Hotch wouldn’t take it, he spun her around, earnest eyes meeting hers. “I owe you more than I gave you, Emily.”

Her first name caught her too off guard to move away from him. “You don’t owe me anything,” she managed to whisper. The last time he’d said her name they’d been in a completely different situation, completely different emotions racing through them.

He growled, actually growled, low in his throat. “I want you, Emily. I haven’t exactly made a secret of that.”

That much was true, but he hadn’t exactly done a great job of showing it either. She’d felt tossed aside for three weeks, what was she supposed to do with that? Still, that intensity that had brought her to a peak three weeks prior was shining in his eyes again. Yet there was also turmoil, confusion. It took Emily by surprise. The Aaron Hotchner she knew was rarely, if ever, confused.

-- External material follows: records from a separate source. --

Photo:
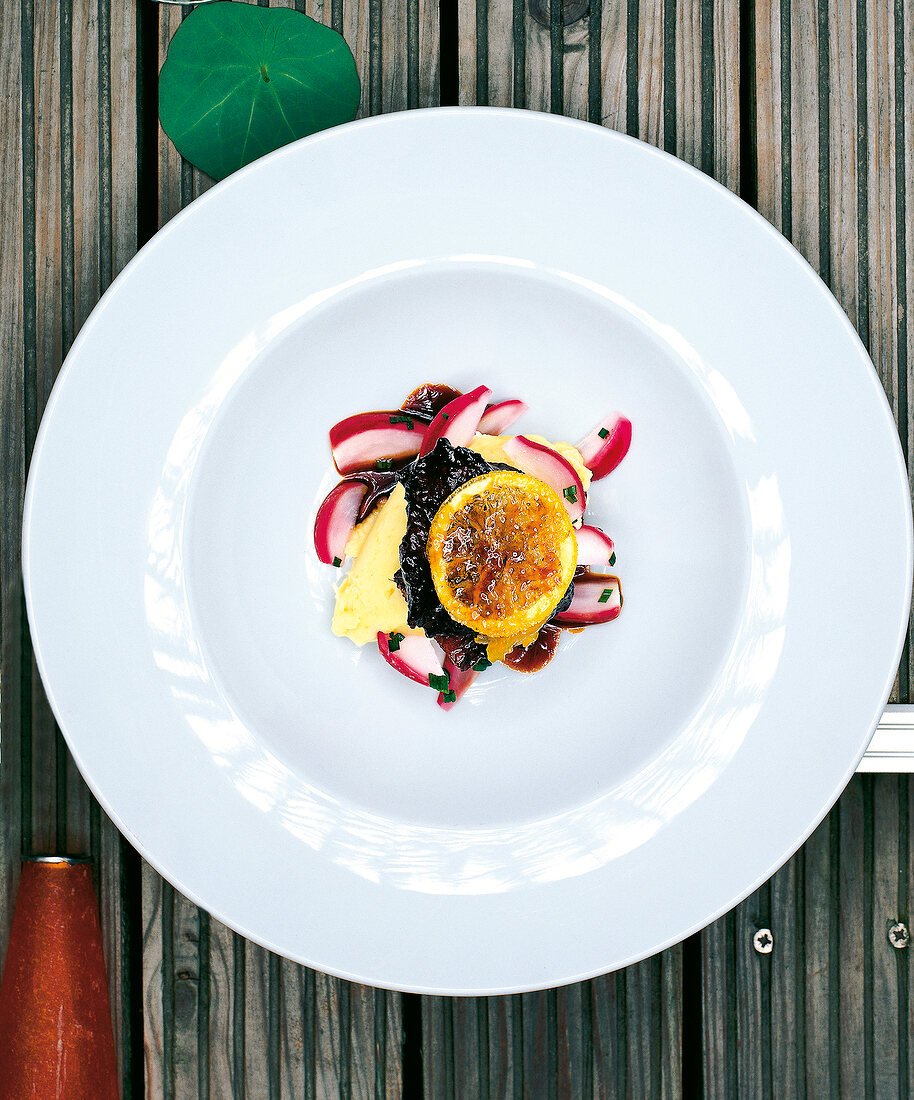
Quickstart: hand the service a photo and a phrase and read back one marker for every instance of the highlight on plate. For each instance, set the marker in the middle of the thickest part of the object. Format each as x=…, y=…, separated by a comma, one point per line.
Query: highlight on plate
x=467, y=546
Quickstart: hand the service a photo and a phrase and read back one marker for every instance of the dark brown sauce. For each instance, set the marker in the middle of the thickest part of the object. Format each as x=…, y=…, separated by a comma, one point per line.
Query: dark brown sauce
x=537, y=655
x=428, y=399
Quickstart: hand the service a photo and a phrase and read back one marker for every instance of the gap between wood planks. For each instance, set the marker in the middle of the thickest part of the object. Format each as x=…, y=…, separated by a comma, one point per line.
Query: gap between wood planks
x=413, y=1047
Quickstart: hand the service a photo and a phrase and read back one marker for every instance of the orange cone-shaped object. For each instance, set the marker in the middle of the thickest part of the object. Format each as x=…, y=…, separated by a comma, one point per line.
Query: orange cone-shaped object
x=55, y=1022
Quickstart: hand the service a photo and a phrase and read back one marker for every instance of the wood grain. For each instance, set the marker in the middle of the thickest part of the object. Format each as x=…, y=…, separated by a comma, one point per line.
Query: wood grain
x=222, y=1015
x=832, y=116
x=17, y=312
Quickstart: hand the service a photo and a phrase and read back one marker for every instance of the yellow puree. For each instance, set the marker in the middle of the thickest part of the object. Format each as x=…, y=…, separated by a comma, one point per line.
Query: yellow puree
x=367, y=601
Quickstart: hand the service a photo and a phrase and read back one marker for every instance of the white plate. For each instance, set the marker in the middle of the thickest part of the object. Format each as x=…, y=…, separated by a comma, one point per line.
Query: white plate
x=549, y=827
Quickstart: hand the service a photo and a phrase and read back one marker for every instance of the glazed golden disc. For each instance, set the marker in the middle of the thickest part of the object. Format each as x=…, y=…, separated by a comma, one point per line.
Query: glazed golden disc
x=502, y=552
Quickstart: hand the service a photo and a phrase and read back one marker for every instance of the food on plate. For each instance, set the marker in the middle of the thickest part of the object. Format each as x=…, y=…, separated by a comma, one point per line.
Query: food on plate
x=467, y=546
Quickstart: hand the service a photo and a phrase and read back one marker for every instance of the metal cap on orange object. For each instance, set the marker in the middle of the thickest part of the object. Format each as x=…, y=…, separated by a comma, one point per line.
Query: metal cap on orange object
x=55, y=1021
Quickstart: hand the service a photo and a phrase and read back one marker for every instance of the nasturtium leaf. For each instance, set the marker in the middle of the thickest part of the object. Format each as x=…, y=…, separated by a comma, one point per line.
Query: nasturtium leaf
x=241, y=80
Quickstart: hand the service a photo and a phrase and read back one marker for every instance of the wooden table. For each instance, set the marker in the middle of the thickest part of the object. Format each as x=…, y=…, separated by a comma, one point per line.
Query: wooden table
x=804, y=108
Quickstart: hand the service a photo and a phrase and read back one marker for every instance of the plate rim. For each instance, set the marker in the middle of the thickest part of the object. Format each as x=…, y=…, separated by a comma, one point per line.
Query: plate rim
x=142, y=255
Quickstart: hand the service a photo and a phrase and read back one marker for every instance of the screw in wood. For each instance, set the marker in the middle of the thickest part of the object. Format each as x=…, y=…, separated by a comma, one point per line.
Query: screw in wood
x=763, y=942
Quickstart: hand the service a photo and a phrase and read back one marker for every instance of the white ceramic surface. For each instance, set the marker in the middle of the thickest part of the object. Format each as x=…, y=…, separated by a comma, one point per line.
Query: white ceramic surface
x=549, y=827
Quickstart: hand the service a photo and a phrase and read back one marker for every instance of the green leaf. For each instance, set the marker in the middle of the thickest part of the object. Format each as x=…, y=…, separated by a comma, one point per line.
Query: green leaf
x=241, y=80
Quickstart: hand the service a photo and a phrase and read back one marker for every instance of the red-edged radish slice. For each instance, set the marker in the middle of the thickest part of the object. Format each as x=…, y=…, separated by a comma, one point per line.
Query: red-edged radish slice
x=594, y=548
x=380, y=484
x=498, y=418
x=415, y=657
x=458, y=420
x=597, y=598
x=606, y=446
x=336, y=519
x=549, y=466
x=460, y=681
x=375, y=440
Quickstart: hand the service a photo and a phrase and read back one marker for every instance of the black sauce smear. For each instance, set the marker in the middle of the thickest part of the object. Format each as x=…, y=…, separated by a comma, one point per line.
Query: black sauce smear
x=428, y=482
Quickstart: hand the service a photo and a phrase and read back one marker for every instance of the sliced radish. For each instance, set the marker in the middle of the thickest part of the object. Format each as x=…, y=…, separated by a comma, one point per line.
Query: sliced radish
x=458, y=420
x=498, y=418
x=415, y=657
x=459, y=682
x=375, y=440
x=336, y=519
x=594, y=548
x=551, y=468
x=606, y=446
x=380, y=484
x=597, y=598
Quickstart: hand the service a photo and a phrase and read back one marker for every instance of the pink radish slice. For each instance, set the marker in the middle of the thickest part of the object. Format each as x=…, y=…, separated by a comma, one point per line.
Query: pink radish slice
x=551, y=468
x=460, y=681
x=597, y=598
x=336, y=519
x=594, y=548
x=458, y=420
x=363, y=440
x=414, y=656
x=380, y=484
x=606, y=446
x=498, y=418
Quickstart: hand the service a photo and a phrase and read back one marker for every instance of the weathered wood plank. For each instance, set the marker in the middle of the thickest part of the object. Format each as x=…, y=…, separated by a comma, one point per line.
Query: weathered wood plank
x=62, y=120
x=228, y=1018
x=883, y=847
x=786, y=1005
x=17, y=107
x=53, y=254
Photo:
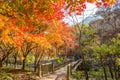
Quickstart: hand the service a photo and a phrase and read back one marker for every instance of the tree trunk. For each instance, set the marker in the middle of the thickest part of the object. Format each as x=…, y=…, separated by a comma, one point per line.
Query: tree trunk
x=103, y=66
x=23, y=65
x=0, y=63
x=7, y=60
x=76, y=65
x=15, y=63
x=85, y=68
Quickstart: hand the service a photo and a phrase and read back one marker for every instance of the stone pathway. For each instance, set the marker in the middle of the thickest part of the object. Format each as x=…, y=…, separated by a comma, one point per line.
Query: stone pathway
x=54, y=75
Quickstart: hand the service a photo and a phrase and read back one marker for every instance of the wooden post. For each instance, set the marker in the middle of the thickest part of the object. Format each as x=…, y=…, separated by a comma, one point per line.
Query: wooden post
x=68, y=72
x=39, y=71
x=52, y=67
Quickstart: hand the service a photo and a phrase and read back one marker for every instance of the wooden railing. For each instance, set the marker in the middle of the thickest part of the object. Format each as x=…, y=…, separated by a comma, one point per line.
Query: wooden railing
x=44, y=69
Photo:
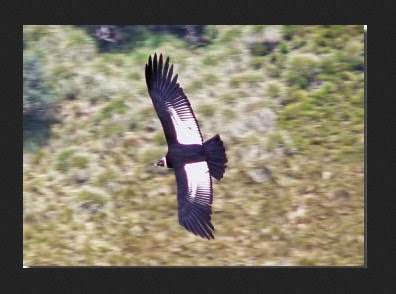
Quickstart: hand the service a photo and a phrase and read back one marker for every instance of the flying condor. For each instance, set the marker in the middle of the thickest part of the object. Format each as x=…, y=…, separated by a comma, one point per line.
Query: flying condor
x=193, y=160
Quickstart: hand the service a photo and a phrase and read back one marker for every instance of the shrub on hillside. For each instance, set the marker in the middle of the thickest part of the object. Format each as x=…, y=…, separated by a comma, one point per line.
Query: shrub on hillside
x=37, y=94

“I can’t get you out of my head,” he said, voice just above a whisper, cracking as he spoke. “I see you every day at work and all I can think of is what happened and what didn’t.”

His emphasis on ‘didn’t’ had her shivering under his hands. What hadn’t happened between them had played over and over again in her head, in her dreams, in her fantasies. Her mind was reeling, trying to absorb his touch, his words. If there was one person she would ever consider as someone who could compartmentalize better than she could it would be him. She took a deep breath, trying to strengthen her nerves. “What do you want?”

He was moving closer without realizing it, backing her against the wall. Her body was warm, the skin on her shoulder just as soft as it had been that night and in his dreams every night since. But he couldn’t let himself lose control, not yet, not here. He’d done enough damage to her here. The words came out of his mouth without the conscious permission of his brain.

“I want to say screw the Bureau,” he whispered, pressing her body between his and the wall so he could whisper hotly in her ear. “I want to take you home and make you forget your own name. I want to roll you underneath me, feel you around me. I want you.”

It had required almost too much control on her part to not jump him right there. She hoped it didn’t show in her eyes. “We can’t.”

“Screw the Bureau, Em,” he said, managing to sound calm, almost logical. “There’s nothing in the Bureau that could mean more than this.”

She arched a delicate eyebrow. “Sex is worth more than the BAU? I have a hard time believing that.”

Hotch growled again, pushing her back into the wall with his frustration. “Is that what this is?”

“Isn’t it?”

He never realized how frustrating it was to get a question in answer to a question until she did it. “If it was only about sex I wouldn’t have walked away the first time.”

She had to give him that. They’d both walked away from each other and known things were different. “Then what is it about?”

He sighed. “A chance to connect. To have someone there to share the hell with.”

When he presented it like that it most certainly sounded attractive. “And the Bureau?”

“Screw the Bureau,” he said again, unable to resist any longer. His mouth met hers roughly, thrilling when she responded. He pulled away and came back, gentler this time, encouraging her response. He felt her fist his hands in the open coat at his waist. Eventually, he pulled away from her mouth, pressing a soft kiss to her forehead and temple before looking at her. Her eyes were glazed, her lips swollen. God, he wanted her.

“Hotch…” She wanted to stay right where she was, cradled in his arms. But if he didn’t get out of those clothes soon he’d probably catch a cold and she’d be right there with him with the little she wore now. She took a deep breath, meeting his eyes. “Let’s get out of here. This isn’t the place to… to deal with all of this.”

She was right. “Your place or mine?” He thrilled when her eyes widened. Did she really think she was going to get away with just a kiss? The kiss told him she wanted him to and Aaron Hotchner was an opportunist at heart. He wasn’t about to let her take time to reconsider or come up with a better argument.

“Yours,” she said. “You need to get out of your wet clothes.”

He wasn’t sure he liked the idea that she could just get up and leave, but she made a good point. He was starting to get cold.